Birds chirp in the trees outside but her thirst keeps her from sleep. Filsan waits for the nurses to reappear but they don’t. Eventually, the orderly who had brought her in slouches into the ward and she taps on the metal bedframe to get his attention. She gets a good look at him this time: a bald man in his thirties, with an obsequious, fearful expression on his face. He checks over his shoulder before bending down and putting a hand on her upper arm. ‘What’s wrong, cousin?’
Gesturing to her throat, she manages to croak, ‘Water.’
He rubs her shoulder in an intimate way that she doesn’t like. ‘I’ll get it for you but you need to wait.’
‘Why?’
‘They are doing something sensitive in the room.’
‘You cannot even get a glass of water?’
‘No, no, no. I don’t want to see it.’
‘See what?’ she says, exasperated.
‘The children, they are bleeding.’
‘They’re donating blood, that’s all.’ Filsan wonders at the ignorance of the man. ‘You don’t need to worry.’

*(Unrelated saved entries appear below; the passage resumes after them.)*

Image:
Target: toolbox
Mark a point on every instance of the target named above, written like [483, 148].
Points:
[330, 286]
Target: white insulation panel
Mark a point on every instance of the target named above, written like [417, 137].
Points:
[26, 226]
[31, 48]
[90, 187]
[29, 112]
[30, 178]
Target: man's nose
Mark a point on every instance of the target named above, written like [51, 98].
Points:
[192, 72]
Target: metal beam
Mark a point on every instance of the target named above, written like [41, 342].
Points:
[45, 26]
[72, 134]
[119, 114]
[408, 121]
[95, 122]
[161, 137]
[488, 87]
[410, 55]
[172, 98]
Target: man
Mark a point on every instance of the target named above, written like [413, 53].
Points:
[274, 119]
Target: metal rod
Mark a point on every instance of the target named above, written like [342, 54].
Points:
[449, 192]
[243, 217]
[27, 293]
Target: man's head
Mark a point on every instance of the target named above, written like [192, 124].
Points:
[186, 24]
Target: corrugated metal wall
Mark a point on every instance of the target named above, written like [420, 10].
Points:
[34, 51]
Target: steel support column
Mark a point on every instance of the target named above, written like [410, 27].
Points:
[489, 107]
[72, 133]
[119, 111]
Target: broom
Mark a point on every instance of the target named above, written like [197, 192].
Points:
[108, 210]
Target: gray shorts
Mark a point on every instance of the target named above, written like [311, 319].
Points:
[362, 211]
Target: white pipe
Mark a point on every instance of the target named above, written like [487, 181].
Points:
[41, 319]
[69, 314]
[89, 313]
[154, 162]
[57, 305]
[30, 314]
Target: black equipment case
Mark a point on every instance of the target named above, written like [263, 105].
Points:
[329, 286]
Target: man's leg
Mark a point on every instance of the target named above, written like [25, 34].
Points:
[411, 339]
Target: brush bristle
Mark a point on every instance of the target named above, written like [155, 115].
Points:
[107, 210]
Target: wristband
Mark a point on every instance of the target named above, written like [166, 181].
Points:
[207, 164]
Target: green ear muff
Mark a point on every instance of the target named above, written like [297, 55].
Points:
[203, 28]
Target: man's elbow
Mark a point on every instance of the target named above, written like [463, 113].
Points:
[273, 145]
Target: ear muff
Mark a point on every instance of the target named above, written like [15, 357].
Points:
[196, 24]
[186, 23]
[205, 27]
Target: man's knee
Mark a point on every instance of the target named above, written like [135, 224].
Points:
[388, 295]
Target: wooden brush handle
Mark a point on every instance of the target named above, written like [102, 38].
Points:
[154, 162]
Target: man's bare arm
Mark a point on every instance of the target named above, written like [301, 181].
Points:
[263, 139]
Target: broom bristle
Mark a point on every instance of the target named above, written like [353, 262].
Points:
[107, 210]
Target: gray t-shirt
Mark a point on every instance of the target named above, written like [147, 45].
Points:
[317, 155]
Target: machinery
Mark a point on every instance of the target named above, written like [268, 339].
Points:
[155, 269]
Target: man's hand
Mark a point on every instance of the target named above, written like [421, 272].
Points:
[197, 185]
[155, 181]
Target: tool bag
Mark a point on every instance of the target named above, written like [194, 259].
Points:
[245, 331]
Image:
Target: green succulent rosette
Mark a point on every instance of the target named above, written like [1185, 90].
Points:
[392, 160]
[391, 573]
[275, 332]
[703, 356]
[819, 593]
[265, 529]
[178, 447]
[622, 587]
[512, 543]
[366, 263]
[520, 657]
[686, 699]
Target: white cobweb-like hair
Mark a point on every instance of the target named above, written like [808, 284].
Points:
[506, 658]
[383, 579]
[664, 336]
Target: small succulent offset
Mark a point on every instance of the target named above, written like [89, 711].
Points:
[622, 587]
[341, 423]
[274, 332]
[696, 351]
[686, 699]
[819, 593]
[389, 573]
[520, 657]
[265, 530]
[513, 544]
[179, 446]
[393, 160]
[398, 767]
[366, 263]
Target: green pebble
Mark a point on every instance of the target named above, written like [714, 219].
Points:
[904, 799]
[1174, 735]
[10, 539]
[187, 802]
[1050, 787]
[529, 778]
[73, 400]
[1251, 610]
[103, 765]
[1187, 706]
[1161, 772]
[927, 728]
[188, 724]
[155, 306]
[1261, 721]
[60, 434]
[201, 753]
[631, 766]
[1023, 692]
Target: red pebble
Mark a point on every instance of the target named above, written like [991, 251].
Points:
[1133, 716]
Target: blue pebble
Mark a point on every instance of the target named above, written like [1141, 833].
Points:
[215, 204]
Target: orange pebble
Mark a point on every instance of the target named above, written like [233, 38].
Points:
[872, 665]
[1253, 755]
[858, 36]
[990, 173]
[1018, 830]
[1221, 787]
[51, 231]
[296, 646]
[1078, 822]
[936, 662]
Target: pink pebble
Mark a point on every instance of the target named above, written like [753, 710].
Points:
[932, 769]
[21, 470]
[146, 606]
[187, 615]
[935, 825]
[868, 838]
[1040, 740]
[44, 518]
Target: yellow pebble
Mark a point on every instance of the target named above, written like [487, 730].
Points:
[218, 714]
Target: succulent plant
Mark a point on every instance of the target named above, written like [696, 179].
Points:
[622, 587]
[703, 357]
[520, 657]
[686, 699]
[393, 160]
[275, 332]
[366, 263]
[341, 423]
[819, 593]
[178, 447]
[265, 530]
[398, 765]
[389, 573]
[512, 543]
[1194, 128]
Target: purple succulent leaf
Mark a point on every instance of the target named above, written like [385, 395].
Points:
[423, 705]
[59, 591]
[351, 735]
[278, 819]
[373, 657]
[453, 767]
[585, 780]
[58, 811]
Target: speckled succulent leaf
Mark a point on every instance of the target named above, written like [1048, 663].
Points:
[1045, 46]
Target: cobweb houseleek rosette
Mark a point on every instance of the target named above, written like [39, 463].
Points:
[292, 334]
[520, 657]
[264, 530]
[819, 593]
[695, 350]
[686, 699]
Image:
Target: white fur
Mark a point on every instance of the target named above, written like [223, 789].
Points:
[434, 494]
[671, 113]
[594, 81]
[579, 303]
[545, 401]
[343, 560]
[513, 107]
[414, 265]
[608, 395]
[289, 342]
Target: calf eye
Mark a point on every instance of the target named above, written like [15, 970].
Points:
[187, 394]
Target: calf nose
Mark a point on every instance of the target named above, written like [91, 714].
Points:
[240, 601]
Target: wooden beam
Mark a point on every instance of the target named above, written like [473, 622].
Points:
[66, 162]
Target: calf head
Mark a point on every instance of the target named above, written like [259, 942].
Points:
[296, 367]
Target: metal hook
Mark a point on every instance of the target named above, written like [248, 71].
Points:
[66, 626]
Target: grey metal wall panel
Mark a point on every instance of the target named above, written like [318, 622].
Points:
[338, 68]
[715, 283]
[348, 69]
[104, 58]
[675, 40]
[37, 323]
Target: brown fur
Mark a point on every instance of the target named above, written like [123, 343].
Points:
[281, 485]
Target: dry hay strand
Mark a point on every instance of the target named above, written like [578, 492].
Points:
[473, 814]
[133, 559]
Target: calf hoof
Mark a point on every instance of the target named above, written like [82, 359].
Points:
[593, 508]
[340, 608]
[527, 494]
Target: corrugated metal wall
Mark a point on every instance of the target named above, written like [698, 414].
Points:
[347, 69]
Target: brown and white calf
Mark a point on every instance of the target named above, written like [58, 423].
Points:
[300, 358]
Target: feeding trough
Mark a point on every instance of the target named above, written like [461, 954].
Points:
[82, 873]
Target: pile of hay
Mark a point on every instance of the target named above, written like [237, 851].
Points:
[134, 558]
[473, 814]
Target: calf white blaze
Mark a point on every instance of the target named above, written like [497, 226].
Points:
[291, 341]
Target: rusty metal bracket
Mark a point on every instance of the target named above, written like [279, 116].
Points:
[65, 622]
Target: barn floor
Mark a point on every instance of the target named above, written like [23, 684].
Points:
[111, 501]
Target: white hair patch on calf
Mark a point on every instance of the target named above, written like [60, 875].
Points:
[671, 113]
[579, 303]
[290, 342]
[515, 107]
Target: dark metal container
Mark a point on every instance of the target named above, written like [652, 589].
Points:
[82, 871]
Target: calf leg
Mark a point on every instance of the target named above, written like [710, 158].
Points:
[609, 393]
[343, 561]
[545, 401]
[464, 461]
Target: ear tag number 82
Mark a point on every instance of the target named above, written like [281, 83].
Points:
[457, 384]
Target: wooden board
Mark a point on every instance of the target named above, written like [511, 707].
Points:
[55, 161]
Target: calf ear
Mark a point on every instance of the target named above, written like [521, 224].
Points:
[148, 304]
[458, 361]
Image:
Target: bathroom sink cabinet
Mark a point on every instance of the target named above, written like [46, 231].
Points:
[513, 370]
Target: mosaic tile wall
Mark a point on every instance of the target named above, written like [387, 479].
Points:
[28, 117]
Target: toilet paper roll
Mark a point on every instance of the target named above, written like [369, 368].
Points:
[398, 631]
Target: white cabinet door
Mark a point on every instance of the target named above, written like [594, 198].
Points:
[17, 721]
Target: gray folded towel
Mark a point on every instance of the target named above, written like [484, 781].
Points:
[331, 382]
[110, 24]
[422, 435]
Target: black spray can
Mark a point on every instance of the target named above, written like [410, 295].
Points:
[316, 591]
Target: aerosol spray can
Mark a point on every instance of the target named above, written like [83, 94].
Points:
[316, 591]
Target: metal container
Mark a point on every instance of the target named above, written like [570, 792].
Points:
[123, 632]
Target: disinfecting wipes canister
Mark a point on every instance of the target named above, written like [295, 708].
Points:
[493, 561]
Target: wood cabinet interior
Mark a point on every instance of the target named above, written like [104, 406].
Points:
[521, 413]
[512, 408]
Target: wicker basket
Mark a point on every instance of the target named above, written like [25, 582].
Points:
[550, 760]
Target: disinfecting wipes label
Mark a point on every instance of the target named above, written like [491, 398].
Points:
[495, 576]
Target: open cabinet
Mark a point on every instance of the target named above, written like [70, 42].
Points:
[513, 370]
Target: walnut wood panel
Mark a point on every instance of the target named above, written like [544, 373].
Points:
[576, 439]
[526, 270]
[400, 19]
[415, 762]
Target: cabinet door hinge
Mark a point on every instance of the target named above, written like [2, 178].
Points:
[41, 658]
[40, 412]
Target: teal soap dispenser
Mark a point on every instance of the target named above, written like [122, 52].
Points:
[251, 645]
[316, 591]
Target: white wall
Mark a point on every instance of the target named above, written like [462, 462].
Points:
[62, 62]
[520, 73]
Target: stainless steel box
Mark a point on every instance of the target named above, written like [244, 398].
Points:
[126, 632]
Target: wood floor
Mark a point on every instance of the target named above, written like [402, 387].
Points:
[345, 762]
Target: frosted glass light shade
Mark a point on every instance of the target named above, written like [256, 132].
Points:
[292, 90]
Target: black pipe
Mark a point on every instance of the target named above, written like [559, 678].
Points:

‘No! They are being bled dry. The soldier said they should be used like taps.’
‘Hashi?’
‘That one.’
‘Like taps? So they die?’
‘That is the plan.’
A squabble between stray dogs wakes Deqo. They growl menacingly and she rubs her eyes and yawns loudly in frustration. She will fill a bucket of cold water, disperse the hounds and then return to sleep. Water sloshes over the lip of the bucket and onto the courtyard but there is still enough to give them a shock. Head down, biting her lip, two hands straining around the thin handle, she doesn’t notice the vultures perched on the roof until a shadow swoops over her. It drops something near her feet and she glances down. A leaf? A wrinkled piece of leather? She picks it up curiously. A human ear. She throws it and the bucket down and bolts back to the veranda. The vultures swoop and circle before settling on the mango tree. She has never seen so many in one place, the branches of the tree sag and bob under the weight of them.
A muscular white dog with brown patches enters the gate, droplets of blood hanging like dew from the hairs of its muzzle, and sniffs the track leading to the house. Deqo grasps the broom resting against the wall and charges it.
‘ Bax ! Out! Out!’ she yells, shoving the bristles of the brush into the dog’s pink nose.
He stops in his tracks, yelping a few times, before padding out into the street. She pursues him and throws a few rocks at his rear. ‘Stay out.’
Then she spots the fugitive: torn, bloodied, but still smart in his suit and tie. She hits the broom against the wall until the pack leave their feast. She avoids his face and focuses on the shiny black loafers on his feet, decorated with a gold link chain. Wedding shoes, she thinks. The dogs growl their impatience but keep at bay. His rotund stomach bulges against his shirt burtons and already there is a smell, sweet and repugnant at the same time. Deqo pulls the shoes off his feet — they are too good to waste — places them against the wall and then begins to dig a hole in the sandy earth with the handle of her broom. The dogs watch curiously but don’t interfere. She will never be able to dig a hole deep enough to prevent them getting to him, but she can at least give him the dignity of a burial. About two foot down she gives up and kneels down to rest. Her eyes accidentally fall on his face as he slumps forward. The dogs have ripped away his nose and exposed the bone underneath his left cheek. The ear is gone too. The undamaged part of his face is that of a wealthy forty-something with unlined, pale skin, the kind of man who has recently returned from overseas to find a wife or maybe build an ostentatious villa near his mother with the money he has saved.